Por supuesto que no pasaba desapercibido. Ni en la calle ni en la cancha. Su elegancia se paseaba por la ciudad llevando siempre un portafolios con los papeles de su trabajo. Porque don Martín no era ningún “dandy”: era un hombre de trabajo, honesto y amable. Era un tipo querido.

Un día, cuando el elegante pasaba por la popular, un pibe de la barra, de esos que alientan todo el partido y siguen al verde allá donde sea le gritó: “¡¡¡Eh!!! Don Brioloti cómprese una camiseta del verde ahora que tenemos ‘choping’”.
Don Martín sonrió, levantó la mano a modo de saludo y cortésmente contestó, “un día de estos me compro una y la traigo a la cancha” y los pibes de la barra festejaron la respuesta, “grande don Brioloti”.

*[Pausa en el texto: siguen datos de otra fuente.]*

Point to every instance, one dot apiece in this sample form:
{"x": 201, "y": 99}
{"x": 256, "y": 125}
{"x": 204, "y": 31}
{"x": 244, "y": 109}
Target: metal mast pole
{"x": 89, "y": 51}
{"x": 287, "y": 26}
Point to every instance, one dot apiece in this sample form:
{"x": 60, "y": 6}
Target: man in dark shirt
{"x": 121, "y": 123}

Esa tarde el Verde ganó y como siempre fue la marcha y la alegría en el estadio y en el barrio y se desparramó en gritos de victoria y vivos comentarios por las calles de la ciudad, confiterías y boliches y en cada hogar sarmientista.

Don Martín llegó contento a su casa. Cómo no iba a estarlo él, que sufría toda una semana con una derrota.

En la semipenumbra de su habitación, se quitó el saco despacio, y lo colgó con prolijidad.

Después lentamente desabrochó su camisa, le hizo un guiño al espejo, sonrió y dijo bajito, sin estridencias: “¡Vamos verde querido, carajo!”

Cuando ya se había quitado la camisa, el espejo le devolvió su imagen, con la camiseta más hermosa del fútbol argentino. La que siempre llevaba a la cancha, debajo de su impecable traje. ¡La gloriosa verde con vivos blancos del CAS!